Police improve services for child victims

Local police and the Cayman Islands Health Services Authority have signed an agreement that will let hospital specialists participate in police interviews with children who are victims of crime.

Royal Cayman Islands Police Service Business Manager Peter Davis said the mutual agreement between to two entities has resulted in a special interview site being created – away from the police station – where sensitive interviews and recordings can be conducted.

The facility will allow child victims to remain close to doctors’ care and will also prevent them, in some cases, from having to testify in court,” Mr. Davis said.

“This is a cornerstone and ground-breaking agreement in safe-guarding children that will allow delicate criminal investigations to be conducted through effective partnership,” he said.

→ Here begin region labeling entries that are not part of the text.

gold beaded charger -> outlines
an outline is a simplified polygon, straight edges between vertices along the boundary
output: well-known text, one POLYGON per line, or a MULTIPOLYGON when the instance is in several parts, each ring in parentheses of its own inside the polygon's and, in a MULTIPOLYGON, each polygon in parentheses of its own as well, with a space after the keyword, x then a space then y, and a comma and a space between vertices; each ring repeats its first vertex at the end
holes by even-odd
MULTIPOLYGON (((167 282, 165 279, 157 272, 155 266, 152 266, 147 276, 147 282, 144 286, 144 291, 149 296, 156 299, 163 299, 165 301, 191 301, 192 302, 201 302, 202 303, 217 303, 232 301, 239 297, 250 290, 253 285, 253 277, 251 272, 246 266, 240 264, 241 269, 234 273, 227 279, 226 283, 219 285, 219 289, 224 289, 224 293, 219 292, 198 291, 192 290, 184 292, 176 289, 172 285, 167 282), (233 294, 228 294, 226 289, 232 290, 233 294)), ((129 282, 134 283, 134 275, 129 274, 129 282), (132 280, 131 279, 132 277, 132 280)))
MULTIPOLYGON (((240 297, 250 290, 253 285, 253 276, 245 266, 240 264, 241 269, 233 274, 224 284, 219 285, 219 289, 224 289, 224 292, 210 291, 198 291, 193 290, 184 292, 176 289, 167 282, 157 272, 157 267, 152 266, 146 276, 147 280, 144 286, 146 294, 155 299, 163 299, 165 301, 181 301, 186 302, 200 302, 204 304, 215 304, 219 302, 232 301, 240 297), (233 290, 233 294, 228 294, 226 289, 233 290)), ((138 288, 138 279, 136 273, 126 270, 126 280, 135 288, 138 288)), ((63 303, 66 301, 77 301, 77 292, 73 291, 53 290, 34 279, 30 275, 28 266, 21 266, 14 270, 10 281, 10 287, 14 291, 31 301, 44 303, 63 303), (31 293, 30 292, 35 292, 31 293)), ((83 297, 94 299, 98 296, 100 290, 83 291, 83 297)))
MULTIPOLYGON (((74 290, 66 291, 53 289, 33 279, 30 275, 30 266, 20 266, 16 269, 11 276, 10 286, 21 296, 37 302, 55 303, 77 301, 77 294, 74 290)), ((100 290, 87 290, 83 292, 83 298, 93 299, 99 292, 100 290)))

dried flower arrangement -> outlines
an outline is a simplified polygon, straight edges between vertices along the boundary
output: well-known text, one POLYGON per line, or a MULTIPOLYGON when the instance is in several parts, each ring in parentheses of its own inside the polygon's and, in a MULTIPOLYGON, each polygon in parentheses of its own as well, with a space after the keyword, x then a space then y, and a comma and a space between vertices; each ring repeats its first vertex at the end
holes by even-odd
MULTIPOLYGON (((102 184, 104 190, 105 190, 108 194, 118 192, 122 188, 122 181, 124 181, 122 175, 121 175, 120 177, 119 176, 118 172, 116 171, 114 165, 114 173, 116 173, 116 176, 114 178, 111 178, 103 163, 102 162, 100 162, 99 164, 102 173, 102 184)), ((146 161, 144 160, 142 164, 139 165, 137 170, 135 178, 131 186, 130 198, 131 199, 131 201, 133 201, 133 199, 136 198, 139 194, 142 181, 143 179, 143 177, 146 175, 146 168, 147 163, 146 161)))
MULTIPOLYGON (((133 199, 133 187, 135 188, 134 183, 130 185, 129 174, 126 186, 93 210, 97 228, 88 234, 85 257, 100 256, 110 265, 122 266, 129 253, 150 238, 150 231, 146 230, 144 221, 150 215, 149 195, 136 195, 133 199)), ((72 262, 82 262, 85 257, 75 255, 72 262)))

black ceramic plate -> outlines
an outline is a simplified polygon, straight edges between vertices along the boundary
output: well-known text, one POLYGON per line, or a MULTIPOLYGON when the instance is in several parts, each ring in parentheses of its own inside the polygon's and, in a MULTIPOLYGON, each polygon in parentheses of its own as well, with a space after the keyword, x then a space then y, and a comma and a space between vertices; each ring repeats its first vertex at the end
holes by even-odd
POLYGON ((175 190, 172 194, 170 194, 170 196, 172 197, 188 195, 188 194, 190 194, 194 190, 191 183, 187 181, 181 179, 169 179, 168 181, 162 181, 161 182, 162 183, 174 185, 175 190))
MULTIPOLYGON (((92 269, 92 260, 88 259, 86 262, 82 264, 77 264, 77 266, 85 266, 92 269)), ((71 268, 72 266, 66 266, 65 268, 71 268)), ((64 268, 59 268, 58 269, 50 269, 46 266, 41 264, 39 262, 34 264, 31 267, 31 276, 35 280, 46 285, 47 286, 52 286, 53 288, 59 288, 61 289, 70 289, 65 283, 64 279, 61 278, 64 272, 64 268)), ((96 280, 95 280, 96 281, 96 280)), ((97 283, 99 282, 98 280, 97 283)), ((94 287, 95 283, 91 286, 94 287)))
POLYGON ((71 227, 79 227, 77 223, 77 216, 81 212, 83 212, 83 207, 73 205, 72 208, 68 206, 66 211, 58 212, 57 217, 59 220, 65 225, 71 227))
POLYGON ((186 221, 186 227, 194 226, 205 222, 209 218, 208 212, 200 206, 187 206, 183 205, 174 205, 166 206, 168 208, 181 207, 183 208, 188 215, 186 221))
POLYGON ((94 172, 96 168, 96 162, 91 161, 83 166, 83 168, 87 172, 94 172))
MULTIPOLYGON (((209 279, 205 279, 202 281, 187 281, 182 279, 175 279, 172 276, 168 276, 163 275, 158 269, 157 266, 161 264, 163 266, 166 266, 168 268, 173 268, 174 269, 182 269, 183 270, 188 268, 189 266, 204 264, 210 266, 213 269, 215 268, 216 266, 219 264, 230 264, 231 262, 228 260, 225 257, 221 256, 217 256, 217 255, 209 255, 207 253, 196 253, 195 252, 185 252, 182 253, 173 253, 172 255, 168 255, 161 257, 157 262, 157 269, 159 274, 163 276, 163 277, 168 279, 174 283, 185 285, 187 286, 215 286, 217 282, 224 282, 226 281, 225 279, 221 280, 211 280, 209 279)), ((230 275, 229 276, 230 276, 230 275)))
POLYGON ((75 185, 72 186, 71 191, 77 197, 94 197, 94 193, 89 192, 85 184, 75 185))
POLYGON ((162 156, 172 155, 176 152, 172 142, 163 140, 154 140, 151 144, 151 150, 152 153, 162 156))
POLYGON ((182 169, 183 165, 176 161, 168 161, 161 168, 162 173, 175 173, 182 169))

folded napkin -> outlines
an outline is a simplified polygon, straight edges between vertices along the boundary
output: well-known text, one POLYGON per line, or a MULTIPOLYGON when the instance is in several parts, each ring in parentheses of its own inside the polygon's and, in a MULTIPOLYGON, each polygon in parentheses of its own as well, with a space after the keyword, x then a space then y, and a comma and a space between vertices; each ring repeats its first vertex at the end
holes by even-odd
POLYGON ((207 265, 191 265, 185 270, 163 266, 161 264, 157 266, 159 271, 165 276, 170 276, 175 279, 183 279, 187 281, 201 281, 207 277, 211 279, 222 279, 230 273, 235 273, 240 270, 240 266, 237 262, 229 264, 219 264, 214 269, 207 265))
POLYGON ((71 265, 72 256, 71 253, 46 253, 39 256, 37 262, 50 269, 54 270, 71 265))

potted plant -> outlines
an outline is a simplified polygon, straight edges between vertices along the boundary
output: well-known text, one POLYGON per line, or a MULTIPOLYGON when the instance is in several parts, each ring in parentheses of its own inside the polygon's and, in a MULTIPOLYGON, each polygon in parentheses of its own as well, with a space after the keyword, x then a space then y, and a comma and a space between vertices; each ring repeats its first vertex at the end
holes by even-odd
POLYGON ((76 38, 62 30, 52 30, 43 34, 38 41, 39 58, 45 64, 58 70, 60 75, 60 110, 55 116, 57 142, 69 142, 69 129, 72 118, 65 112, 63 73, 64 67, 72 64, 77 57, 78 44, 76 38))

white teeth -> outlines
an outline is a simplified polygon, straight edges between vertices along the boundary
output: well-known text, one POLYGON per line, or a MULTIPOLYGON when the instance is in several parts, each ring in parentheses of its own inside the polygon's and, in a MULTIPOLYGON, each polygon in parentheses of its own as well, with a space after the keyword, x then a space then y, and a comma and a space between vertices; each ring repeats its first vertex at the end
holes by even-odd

Funding for the independent specialist care site and a part-time child psychologist was provided last year through the charity group Hedge Funds Care Cayman.

The Health Services Authority’s Dr. Greg Hoeksema said the position was needed to deal with an increase in child abuse cases that are being reported here.

Head of Paediatrics at the Cayman Islands Hospital Dr. Marilyn McIntyre said for the past few years, she has been “trying desperately to get some additional support, particularly for child abuse cases,” adding that the current workload of dealing with such cases was too much for one person.

She said the abuse of one child did not just affect that child, it affected future generations. “It is well known that abused children oftentimes go on to be abusive parents.”

Mr. Davis said police would conduct any interviews related to criminal cases that are to come before a court of law, but that they would receive assistance and guidance from doctors who are more experienced in dealing with traumatised children. Mr. Davis said this would also provide invaluable insight and training for officers in dealing with future criminal cases.

He said the arrangement would also make it easier for those kids to receive care while the police conduct their business.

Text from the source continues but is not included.